Et je suis convaincu que les pratiquants sont prêts à payer pour de l’artisanat. Ceux qui ne peuvent pas se le permettre ... eh bien, la Chine s'améliore dans la production d'articles de basse qualité, ils trouveront un jour comment fabriquer un Bokken qui, malgré une qualité relativement faible, est assez bon pour la pratique en contact (ils en sont encore loin, mais le jour viendra).
Le fait est que tout est connecté. Un meilleur bois est plus cher et des pratiques durables pour garantir l'avenir ont un coût. Les jeunes ne rejoindrons pas cette industrie s'ils sont payés moins qu'un étudiant ou un travailleur étranger dans une supérette, etc. Mais ce n'est pas tout. Il s'agit également de savoir comment les pratiquants et les clients apprécient le travail et les produits.
En baissant continuellement le prix, nous envoyons le message que ces produits sont de mauvaise qualité ou qu'ils ne valent pas grand-chose. Indirectement, nous envoyons également le message que le travail de l'artisan ne vaut pas plus qu’un travail non qualifié.
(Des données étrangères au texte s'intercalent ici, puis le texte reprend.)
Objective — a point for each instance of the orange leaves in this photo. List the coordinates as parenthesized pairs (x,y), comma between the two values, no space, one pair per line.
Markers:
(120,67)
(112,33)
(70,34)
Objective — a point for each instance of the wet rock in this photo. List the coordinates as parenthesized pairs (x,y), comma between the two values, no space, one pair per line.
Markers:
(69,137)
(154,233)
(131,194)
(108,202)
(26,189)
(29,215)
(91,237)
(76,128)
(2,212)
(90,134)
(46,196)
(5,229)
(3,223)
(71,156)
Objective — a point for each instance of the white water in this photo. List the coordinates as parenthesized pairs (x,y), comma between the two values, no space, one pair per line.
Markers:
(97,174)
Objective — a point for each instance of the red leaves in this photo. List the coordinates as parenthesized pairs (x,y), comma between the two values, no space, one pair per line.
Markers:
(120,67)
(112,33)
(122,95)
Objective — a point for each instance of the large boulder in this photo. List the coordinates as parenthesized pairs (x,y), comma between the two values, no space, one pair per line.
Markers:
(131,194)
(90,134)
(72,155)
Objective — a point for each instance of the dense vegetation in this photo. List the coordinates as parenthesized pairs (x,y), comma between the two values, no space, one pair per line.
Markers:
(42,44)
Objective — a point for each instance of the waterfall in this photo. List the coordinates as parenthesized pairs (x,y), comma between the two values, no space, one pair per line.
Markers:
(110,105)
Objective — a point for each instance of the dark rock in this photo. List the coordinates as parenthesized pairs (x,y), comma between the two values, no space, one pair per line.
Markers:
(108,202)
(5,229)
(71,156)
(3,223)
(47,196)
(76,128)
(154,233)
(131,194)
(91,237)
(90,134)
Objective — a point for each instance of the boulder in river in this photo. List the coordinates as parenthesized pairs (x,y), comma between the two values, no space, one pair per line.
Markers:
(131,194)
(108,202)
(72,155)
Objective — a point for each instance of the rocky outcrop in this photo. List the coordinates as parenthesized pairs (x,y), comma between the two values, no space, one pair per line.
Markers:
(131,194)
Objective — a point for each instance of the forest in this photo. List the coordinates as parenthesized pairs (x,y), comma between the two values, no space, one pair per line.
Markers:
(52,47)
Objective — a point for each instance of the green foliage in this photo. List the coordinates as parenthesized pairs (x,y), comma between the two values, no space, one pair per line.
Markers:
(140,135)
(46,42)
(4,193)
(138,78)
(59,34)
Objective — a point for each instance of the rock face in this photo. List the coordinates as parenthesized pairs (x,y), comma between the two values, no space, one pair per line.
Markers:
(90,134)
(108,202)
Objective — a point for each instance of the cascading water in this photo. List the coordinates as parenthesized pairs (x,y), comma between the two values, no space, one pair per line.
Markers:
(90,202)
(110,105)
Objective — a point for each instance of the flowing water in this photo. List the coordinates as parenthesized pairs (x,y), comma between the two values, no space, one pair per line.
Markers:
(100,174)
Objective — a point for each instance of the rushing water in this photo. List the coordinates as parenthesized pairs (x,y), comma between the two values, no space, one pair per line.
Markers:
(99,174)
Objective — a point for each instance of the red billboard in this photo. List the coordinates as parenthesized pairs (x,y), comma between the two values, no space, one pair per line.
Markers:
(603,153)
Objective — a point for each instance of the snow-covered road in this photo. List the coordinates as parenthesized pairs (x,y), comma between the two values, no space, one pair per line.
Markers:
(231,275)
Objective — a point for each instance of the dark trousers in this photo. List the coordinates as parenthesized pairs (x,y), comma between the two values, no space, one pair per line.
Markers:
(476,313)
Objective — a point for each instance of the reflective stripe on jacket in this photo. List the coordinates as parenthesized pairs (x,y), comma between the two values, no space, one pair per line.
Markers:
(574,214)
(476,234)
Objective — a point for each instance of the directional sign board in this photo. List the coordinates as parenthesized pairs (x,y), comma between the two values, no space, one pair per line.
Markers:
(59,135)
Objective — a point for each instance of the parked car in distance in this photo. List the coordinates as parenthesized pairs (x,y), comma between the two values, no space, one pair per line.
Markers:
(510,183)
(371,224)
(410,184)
Et c'est une énorme erreur, à la fois d'un point de vue économique, mais aussi et surtout, d'un point de vue humain.
Nous devons encourager, bien payer et récompenser un travail très qualifié, car c'est l'avenir du travail. Les tâches faciles et sales seront, un jour, entièrement gérées par des robots. Les tâches hautement qualifiées et artistiques ne le seront jamais.

Maître Matsuzaki au travail

Maître Matsuzaki au travail

Conclusion

C’est la première fois depuis que j’ai créé Seido que j’ai l’occasion de constater que les artisans commencent à comprendre l'ampleur de leur problèmes.
Je me suis tellement investi que j’ai, parfois, l’impression d’avoir fait des erreurs qui furent source d’une interruption du dialogue avec certains partenaires et artisans. Parce que je n'étais pas assez bon pour faire valoir mon point de vue et, sur certains points, je n’ai tout simplement pas été en mesure de gérer la situation.
Manque de qualité, manque de respect (autant pour les autres que pour soi-même).
Ce que je veux dire, c'est que Maître Matsuzaki m'a fait me sentir mieux ce jour-là, et cela n'arrive pas souvent dans cette industrie.
Donc je ne le remercie donc pas seulement pour son ouverture et sa gentillesse d’avoir accepté de répondre à mes questions, mais aussi en tant qu'être humain qui a contribué à renforcer ma foi dans les artisans de cette industrie.